Home health agencies limit how far doctors, nurses, physician assistants or other primary care providers can travel, but 53% of the U.S. population lives more than 30 miles from a homecare provider organization, the study found. Of the primary care physicians who made home visits to traditional Medicare beneficiaries, 9% of providers made 44% of the house calls—at least 1,000 visits annually.


Medicare is expected to grow at more than 7% in the coming decade, to become a $1.075 trillion program by 2026, and savings from improved home-based care could be significant, the researchers noted. Of the $632 billion Medicare spent in 2015, 23% went to hospital inpatient services and a slim 3% went to home health.


The healthcare system needs to expand the ways it gets care to these homebound patients, many of whom suffer from chronic diseases, the researchers concluded. 


Source: Modern Healthcare

Survey finds likely beneficiaries of home health don’t like pre-claim review


Know who else doesn’t like the pre-claim review? More than 1,900 senior citizens, according to poll data from Bring Home the Vote, which describes itself as a nationwide initiative that surveys seniors on a wide range of issues. 


In a recent survey, 80% of respondents said patients who need prompt health services would face delays in care If the federal government required home health agencies to get approval from a government contractor to provide that care. Approximately 77% of respondents said this requirement was likely or very likely to raise the overall cost of care as well as the cost of Medicare.


However, 45% of respondents also said requiring HHAs to get approval from a government contractor for providing care to patients would be somewhat likely or very likely to reduce fraudulent homecare claims. This edged out the percentage who thought it was not very likely or not likely at all to reduce fraudulent claims.


Source: Bring The Vote Home

Illinois Gov. suspends homecare overtime restriction


Illinois Governor Bruce Rauner last week suspended a state policy that restricted overtime hours for homecare workers, just before an industry union filed a class action lawsuit challenging the policy.
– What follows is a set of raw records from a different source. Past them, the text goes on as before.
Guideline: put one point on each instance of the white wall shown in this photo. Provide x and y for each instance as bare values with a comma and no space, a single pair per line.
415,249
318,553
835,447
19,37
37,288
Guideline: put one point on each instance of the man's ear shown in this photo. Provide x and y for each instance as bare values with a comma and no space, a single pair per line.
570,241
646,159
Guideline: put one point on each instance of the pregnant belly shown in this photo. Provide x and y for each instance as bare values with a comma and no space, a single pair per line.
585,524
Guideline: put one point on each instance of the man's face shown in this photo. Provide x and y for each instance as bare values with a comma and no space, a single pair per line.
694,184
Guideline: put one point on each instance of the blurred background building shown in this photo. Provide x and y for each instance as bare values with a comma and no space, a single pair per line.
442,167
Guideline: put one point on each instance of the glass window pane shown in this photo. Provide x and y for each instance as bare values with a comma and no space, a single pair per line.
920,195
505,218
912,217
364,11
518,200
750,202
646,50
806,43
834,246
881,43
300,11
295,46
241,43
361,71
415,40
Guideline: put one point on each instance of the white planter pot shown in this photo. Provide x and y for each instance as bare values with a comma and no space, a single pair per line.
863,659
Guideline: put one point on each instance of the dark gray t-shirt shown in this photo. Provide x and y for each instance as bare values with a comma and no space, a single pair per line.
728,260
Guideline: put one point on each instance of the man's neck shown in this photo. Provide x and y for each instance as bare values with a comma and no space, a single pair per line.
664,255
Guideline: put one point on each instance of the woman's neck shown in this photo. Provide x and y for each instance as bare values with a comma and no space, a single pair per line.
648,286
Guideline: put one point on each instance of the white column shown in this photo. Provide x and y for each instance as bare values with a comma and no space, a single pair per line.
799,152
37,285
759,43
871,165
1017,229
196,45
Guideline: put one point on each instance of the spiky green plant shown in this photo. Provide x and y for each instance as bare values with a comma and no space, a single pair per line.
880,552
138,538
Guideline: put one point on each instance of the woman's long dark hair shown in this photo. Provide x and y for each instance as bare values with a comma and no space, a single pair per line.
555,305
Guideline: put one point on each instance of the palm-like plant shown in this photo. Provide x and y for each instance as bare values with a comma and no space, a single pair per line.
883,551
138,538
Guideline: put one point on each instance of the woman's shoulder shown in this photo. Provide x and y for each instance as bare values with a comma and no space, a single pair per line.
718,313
The Illinois Department of Human Services implemented the overtime restriction in May, mandating that homecare workers in Illinois’ Home Services program could not work more than 35 hours per week with five more hours allowed for travel. Workers could only work more than 40 hours total for the week under certain, qualified conditions.
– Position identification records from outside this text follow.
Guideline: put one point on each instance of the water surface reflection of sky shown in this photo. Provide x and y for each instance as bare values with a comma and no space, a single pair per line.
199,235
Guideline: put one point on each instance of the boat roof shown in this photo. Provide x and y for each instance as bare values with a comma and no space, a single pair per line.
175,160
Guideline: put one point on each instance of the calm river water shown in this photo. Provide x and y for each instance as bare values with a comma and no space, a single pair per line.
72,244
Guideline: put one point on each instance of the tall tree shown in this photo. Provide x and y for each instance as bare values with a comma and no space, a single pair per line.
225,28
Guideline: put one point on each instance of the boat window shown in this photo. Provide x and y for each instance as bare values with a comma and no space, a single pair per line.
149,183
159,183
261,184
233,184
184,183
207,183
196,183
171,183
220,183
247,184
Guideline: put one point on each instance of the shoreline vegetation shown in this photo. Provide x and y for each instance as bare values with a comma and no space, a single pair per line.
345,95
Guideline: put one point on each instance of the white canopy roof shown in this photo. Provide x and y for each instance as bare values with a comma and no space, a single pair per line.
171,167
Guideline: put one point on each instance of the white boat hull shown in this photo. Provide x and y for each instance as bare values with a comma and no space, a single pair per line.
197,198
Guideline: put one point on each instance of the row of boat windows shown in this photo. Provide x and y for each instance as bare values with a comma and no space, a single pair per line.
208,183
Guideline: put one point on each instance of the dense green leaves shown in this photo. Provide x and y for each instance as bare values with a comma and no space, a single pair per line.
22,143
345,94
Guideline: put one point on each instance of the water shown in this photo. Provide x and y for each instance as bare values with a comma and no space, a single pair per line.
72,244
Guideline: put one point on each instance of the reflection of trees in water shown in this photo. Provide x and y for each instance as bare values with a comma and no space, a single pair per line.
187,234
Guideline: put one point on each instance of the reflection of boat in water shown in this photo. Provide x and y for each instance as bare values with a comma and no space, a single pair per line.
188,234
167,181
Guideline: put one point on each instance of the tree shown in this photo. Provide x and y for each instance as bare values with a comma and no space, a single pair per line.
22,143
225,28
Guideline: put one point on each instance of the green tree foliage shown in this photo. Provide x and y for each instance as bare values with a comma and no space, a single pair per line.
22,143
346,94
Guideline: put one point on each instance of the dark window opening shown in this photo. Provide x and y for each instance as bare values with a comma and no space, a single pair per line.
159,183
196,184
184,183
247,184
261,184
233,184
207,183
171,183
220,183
Rauner’s suspension suspends the policy.


The overtime limits reportedly saved the state more than $5 million since the policy took effect, but agencies and Service Employees International Union (SEIU) Healthcare Illinois criticized the policy as burdensome to patients and unfair to workers. Patients were forced to hire additional help if they required more than 40 hours of care per week, according to policy opponents.


The suspension is a temporary victory, the SEIU stated on its website. The state’s Department of Human Services still plans to submit the policy for public comment. Rauner recently vetoed a bill to increase the minimum wage for homecare workers to $15 per hour.